(CTN News) – South Korea said that a 22-year-old North Korean citizen was executed for spreading K-pop music and films.
A man from the Hermit Kingdom’s South Hwanghae province was executed in 2022 for listening to 70 South Korean songs, watching three films, and distributing them, according to testimonies published in the North Korean Human Rights report released by the South’s Unification Ministry on Thursday.
The research, compiled from 649 North Korean defectors, reveals Pyongyang’s ruthless crackdown on Western influence and information flow in the isolated country.
The North’s 2020 law prohibiting “reactionary ideology and culture” strengthened the prohibition on K-pop to protect civilians from the “malign influence” of Western culture.
The North has rejected criticism of the government’s egregious violations of human rights, claiming that they are part of a plan to overthrow the leadership.
Other “reactionary” habits that are penalized include supposed South Korean norms such as brides wearing white outfits, men carrying the bride’s sunglasses, and drinking from wine glasses.
According to the study, North Koreans’ mobile phones are constantly checked for contact name spellings, phrases, and slang terminology.
“The government does not tolerate pluralism, bans independent media, civil society organisations, and trade unions, and systematically denies all basic liberties, including freedom of expression, peaceful assembly, association, and freedom of religion and belief,” Human Rights Watch stated about North Korea in their 2023 world report.
One of the defectors, a lady in her early twenties, stated that South Korean culture is rapidly impacting North Korea.

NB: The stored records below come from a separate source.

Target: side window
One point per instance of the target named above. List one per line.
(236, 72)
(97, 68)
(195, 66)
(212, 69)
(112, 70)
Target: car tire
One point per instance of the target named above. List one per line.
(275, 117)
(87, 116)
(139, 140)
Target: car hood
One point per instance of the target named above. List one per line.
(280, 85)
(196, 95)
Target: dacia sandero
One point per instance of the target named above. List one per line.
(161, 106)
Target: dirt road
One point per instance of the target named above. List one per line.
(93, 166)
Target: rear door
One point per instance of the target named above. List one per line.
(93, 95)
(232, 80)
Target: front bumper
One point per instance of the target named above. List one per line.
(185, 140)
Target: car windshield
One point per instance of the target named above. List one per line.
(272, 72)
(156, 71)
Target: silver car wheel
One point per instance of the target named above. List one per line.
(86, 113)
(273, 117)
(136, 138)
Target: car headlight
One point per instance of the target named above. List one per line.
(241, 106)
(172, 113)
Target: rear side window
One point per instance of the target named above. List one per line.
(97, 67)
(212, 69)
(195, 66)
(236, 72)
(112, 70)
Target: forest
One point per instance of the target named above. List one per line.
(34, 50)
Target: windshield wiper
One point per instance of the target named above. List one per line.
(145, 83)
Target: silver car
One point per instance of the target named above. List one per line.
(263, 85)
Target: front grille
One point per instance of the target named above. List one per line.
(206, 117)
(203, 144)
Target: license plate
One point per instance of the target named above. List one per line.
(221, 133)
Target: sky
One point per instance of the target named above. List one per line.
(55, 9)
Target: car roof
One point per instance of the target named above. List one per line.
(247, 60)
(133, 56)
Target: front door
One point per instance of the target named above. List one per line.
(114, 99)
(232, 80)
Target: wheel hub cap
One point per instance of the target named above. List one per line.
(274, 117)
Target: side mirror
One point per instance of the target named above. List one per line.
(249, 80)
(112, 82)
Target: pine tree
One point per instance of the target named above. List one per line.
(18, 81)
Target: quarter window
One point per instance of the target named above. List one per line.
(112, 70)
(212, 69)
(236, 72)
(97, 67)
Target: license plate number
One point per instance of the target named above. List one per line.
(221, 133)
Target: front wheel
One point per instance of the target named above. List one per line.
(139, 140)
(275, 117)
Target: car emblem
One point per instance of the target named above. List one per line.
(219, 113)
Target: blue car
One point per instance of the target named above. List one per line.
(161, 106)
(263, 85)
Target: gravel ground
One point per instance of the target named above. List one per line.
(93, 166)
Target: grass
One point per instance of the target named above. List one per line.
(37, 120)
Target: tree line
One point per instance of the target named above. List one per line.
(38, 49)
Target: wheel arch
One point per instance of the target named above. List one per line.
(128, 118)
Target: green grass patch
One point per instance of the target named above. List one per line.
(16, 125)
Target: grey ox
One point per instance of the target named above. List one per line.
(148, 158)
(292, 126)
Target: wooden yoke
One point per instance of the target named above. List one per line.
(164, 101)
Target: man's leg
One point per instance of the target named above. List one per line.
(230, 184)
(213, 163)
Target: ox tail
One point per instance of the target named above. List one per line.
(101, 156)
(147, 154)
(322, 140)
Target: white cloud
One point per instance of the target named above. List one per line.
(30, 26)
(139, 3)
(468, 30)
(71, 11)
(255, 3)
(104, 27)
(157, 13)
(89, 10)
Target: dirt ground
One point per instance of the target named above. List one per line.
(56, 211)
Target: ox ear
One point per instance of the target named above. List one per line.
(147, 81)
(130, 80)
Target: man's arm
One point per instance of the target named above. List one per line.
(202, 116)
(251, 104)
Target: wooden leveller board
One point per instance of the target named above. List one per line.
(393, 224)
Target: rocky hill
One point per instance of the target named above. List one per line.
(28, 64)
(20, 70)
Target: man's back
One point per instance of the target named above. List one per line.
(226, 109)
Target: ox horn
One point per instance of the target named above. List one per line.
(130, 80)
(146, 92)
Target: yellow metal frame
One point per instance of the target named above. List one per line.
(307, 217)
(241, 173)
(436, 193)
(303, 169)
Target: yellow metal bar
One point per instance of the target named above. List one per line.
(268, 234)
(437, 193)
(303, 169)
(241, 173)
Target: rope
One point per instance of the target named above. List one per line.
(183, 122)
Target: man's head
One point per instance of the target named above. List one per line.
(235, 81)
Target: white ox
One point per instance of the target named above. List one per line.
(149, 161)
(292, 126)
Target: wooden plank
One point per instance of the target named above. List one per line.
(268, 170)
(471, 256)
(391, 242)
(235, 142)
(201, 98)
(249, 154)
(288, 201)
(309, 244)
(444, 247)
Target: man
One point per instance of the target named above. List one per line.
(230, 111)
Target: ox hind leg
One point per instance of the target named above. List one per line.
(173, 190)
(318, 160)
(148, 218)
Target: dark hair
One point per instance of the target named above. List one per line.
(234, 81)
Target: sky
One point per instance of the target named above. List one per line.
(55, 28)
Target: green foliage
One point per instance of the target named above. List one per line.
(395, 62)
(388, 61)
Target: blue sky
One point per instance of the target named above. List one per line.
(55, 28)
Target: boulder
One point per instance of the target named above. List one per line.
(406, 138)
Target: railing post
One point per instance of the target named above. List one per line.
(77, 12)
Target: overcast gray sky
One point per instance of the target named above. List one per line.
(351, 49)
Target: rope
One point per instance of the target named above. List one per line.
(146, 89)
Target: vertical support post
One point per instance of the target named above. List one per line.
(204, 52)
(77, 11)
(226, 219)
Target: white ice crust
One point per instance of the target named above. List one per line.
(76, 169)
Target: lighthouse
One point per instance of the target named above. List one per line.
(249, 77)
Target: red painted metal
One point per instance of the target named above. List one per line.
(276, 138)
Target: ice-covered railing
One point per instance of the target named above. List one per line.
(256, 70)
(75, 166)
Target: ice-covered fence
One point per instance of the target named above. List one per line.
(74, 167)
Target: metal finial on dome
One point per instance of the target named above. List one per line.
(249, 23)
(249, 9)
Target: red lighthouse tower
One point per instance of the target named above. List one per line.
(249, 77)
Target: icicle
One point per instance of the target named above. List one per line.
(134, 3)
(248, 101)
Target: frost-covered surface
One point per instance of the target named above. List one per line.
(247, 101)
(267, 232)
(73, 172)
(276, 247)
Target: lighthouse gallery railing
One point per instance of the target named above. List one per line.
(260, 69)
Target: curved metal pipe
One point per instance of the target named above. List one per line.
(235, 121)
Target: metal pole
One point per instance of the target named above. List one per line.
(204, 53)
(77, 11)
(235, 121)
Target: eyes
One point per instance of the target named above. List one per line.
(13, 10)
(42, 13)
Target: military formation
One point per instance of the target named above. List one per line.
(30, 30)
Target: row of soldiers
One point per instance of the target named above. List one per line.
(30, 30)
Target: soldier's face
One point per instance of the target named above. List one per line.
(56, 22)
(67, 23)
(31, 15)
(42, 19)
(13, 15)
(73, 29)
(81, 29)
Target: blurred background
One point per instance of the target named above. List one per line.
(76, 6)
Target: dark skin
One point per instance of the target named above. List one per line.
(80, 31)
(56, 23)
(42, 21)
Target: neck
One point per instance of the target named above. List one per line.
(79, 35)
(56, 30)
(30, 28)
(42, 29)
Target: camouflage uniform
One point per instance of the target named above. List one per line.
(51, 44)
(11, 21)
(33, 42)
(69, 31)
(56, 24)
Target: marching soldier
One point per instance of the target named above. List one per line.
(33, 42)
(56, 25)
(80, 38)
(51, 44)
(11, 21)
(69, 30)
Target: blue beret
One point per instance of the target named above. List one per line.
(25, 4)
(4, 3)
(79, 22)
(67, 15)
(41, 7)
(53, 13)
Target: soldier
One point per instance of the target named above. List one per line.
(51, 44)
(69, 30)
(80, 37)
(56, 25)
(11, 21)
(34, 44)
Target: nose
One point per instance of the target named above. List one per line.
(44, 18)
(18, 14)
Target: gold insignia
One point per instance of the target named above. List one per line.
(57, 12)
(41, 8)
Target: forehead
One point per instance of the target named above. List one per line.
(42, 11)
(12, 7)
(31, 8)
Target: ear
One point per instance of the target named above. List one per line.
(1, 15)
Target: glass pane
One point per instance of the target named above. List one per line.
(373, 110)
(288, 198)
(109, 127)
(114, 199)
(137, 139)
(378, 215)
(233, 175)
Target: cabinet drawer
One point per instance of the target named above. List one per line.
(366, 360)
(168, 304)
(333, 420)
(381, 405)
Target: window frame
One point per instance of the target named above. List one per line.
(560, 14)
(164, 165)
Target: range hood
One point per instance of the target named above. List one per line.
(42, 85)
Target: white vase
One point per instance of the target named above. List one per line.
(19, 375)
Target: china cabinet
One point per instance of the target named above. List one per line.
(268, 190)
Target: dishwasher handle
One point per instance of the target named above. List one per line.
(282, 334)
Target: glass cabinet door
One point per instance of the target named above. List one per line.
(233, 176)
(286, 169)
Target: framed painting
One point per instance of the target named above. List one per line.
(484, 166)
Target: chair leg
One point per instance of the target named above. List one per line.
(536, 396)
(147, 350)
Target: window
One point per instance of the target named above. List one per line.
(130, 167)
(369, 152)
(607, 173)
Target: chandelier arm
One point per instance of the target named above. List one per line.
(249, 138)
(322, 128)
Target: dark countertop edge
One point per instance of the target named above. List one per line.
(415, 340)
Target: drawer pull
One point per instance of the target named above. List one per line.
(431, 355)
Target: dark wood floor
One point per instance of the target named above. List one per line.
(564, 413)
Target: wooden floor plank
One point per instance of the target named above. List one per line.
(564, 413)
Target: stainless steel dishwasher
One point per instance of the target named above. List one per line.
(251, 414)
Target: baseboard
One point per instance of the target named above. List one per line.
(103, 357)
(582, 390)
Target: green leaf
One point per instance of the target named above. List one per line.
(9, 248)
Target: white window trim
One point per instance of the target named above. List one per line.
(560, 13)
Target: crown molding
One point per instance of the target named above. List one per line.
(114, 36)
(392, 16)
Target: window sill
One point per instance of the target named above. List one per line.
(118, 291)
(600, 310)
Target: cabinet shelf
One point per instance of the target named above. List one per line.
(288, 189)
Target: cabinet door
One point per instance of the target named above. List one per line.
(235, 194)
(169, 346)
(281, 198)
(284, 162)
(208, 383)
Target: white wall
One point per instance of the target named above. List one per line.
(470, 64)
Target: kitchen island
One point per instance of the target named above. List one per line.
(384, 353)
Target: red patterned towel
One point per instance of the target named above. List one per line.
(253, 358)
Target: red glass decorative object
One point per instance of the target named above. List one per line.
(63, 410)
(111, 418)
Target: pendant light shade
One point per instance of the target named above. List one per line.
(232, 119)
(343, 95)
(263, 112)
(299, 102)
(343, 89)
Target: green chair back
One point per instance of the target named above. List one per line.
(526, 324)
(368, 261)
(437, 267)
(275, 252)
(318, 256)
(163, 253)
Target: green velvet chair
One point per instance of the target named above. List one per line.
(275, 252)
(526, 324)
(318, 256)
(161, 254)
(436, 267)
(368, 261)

Young people admire and emulate South Korean culture and adore anything South Korean.”
“After watching Korean dramas, many young people wonder: ‘Why do we have to live like this?'” The Guardian paraphrased her as stating, “I thought I’d rather die than live in North Korea.”
“Of course, we cannot say anything bad about Kim Jong-un publicly, but among close friends, lovers or family members, we do say those words,” she said.
According to rights groups, North Korea has previously carried out executions in towns and prison camps where large crowds could gather.
However, it has progressively avoided executions in densely populated residential neighborhoods, where officials struggled to keep track of people present. It has also ceased carrying out executions near its borders and at places that are easily monitored by satellites.
The South has threatened to revive anti-Pyongyang propaganda in a Cold War-style campaign after North Korea restarted trash-carrying balloon launches.
North Korea has launched a fifth campaign of floating plastic bags across the border, seemingly in reaction to South Korean activists’ use of balloons to distribute political literature.
The 1950-1953 Korean War ended with an armistice rather than a peace treaty, hence the two Koreas are still formally at war.